Abstract

Objectives: Cardiogenic shock (CS) is a deadly complication of an acute myocardial infarction (MI). We sought to characterize the contemporary incidence, treatment, and outcomes of CS in ST and non-ST elevation (STEMI and NSTEMI) classification. Methods: We examined 235,541 patients treated at 392 ACTION Registry ® -GWTG ™ hospitals from 2007- 2011. CS was defined as sustained systolic blood pressure (SBP) <90 mmHg or cardiac index (CI) <2.2 L/min/m2 secondary to cardiac dysfunction or use of vasopressor or inotropic agents or mechanical support that occurred on admission or that developed during the hospital stay.
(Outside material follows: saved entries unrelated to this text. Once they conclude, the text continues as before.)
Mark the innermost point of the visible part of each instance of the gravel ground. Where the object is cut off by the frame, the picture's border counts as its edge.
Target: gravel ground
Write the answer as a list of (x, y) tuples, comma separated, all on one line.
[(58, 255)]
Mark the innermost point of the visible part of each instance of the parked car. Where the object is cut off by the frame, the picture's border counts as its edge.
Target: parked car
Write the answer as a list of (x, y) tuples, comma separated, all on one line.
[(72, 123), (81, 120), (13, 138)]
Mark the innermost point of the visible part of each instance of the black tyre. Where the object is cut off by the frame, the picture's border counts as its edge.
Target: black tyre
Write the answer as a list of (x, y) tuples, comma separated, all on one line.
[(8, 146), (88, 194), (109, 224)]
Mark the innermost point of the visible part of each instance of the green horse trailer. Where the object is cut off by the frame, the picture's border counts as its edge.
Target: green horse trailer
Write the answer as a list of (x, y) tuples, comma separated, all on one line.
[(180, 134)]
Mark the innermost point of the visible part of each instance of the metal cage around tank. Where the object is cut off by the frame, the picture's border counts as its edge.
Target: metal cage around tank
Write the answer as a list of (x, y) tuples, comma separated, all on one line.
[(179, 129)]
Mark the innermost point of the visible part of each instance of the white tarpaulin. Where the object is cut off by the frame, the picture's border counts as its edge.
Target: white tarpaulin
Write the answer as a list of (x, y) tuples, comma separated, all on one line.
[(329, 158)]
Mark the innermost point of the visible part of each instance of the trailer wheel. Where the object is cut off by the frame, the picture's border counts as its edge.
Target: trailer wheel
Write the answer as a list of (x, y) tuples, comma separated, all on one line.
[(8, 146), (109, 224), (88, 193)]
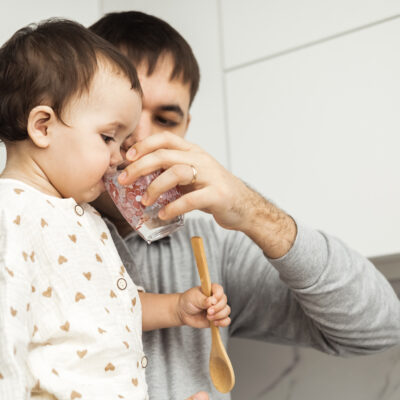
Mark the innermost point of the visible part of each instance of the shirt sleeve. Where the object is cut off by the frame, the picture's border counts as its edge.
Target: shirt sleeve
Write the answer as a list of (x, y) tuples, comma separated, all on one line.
[(17, 259), (320, 294)]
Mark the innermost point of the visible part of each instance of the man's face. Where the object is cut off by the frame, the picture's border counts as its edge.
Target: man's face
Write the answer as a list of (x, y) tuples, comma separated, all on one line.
[(165, 102), (165, 107)]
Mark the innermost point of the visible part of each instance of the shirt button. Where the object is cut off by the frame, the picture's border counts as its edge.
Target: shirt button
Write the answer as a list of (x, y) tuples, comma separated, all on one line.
[(121, 283), (79, 210)]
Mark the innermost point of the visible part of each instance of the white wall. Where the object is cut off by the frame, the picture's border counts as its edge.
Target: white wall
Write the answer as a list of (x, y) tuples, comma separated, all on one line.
[(297, 98)]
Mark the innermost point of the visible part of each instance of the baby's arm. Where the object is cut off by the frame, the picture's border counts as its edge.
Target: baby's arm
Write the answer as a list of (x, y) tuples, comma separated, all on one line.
[(191, 308)]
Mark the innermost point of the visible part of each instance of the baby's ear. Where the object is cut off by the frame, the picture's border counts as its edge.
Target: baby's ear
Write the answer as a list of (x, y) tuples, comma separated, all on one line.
[(39, 120)]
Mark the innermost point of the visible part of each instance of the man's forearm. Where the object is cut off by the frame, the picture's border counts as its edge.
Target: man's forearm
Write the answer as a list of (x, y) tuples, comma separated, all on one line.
[(269, 227)]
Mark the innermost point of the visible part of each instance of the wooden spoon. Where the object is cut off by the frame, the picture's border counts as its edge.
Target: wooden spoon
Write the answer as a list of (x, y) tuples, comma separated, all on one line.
[(221, 371)]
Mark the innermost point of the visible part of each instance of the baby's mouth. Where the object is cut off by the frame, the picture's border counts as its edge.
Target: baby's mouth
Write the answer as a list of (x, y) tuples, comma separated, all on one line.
[(123, 165)]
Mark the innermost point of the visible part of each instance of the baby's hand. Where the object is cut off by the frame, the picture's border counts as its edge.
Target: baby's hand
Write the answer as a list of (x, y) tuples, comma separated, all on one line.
[(197, 310)]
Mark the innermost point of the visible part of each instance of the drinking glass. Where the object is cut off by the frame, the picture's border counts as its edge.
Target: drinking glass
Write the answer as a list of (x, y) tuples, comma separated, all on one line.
[(143, 219)]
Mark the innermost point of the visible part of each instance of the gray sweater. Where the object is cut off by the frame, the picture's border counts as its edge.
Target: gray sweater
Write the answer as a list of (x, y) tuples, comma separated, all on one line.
[(321, 294)]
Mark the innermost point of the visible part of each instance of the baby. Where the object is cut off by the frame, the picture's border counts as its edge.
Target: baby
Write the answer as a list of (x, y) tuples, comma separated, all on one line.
[(70, 316)]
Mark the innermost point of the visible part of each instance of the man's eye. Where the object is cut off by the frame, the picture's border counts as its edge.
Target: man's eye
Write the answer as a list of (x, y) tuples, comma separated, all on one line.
[(107, 139), (165, 122)]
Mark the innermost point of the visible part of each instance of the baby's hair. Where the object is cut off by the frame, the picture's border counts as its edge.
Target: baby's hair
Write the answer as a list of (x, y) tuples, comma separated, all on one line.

Results: CS occurred in 12.2% (11,406 patients; 47.4% at presentation, 52.6% in-hospital) of STEMI vs 4.3% (6,130; 34.3% at presentation, 65.7% in-hospital) of NSTEMI patients. STEMI patients with CS were more likely to undergo PCI vs NSTEMI patients with CS (84.2% vs 35.4%, p<0.0001). CABG was uncommon among STEMI or NSTEMI CS patients (11.6% vs 21.2%, p<0.0001)). STEMI patients with CS had significantly lower mortality than NSTEMI patients with CS (33.1% vs. 40.8%, p<0.0001). In both STEMI and NSTEMI groups, the subsequent development of CS was associated with significantly higher mortality than CS on admission (35.1% vs 30.9%, p <0.0001 and 42.9% vs 36.8% p <0.0001, respectively). Conclusion: In the contemporary era, after ACCF/AHA Class IA guidelines endorsing early revascularization for STEMI related CS, most STEMI patients with CS undergo revascularization, and death is significantly lower in comparison to earlier pre-guideline data. However, compared to STEMI CS, a majority of NSTEMI CS patients do not undergo revascularization, and death rates are significantly higher. In-hospital development of CS carries a higher mortality rate in both MI subtypes compared to CS on admission.